Tacoma Harbor Navigation Improvement Study

Vessel size progression
To remain competitive in the shipping industry, the Tacoma Harbor has made major investments through the years, including improving our docks, purchasing larger cranes, and making other terminal improvements. The last piece of this effort is to deepen the Blair Waterway to allow the ultra-large container ships to come and go unfettered. The project proposes to deepen the federal channel in the Blair Waterway to -57 feet mean lower low water (MLLW).
The shipping industry is rapidly increasing the size of ships to realize savings through economies of scale.
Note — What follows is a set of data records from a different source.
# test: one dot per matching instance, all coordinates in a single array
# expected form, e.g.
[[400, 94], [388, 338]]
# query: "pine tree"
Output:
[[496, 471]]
These ships can carry more containers, lowering the unit cost per container when factoring in the costs of assets, labor, and fuel. Smaller, less efficient ships are leaving the market and being scrapped. Almost all the new ships being built are larger than 10,000 twenty-foot equivalent units. The industry is also consolidating into fewer, larger shipping lines. Ports in North America are investing in infrastructure to handle these ships efficiently, and the evolution of ship size is likely to mean consolidation of the industry to fewer, larger terminals.
Because the Pacific Northwest is rich in export cargo like seafood, agricultural and forest products, which are very heavy, ships need to be able to arrive and depart our port at their fully laden draft. If ships are restricted in movement by depth, they must either depart without a full payload of cargo or wait on the tide for enough water. These measures create financial and operational impacts through less efficient ships and terminal operations. The economics of less efficient ships could mean our gateway loses future business to those ports with water depth to handle them.
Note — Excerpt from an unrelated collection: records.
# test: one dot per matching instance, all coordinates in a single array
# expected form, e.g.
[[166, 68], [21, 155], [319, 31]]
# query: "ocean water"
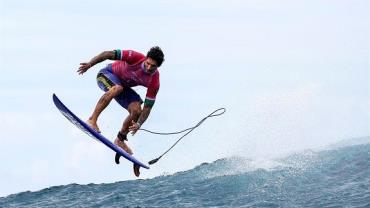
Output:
[[338, 177]]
The Port of Tacoma is partnering with the U.S. Army Corps of Engineers to study potential solutions to this problem. The Tacoma Harbor Navigation Improvement Study will look at different dredging options, including no action, to determine the best outcome, keep the Port competitive in the global market, and ensure any action taken is in the best interest of the U.S. taxpayer.
East Commencement Habitat Opportunity (ECHO)
- The Port has desired to build the ECHO mitigation/restoration site since the early 2000s
- This site is one of the last best places in Commencement Bay for nearshore restoration
- Challenge: lack of material
- Solution: beneficially using clean dredge material from the Tacoma Harbor Deepening project to build the restoration site
- Result: essential intertidal, shallow subtidal and riparian habitat currently lacking in Commencement Bay
This 40-plus acre site is one of the last best places in Commencement Bay for nearshore restoration.
The area currently provides little support for salmonid migration and other wildlife that depend on shallower nearshore habitat. The problem has always been a lack of material to build the site.
The Port is working with the U.S. Army Corps of Engineers to study the feasibility of beneficially using clean dredge material from the Blair Waterway Deepening Project project to build the site.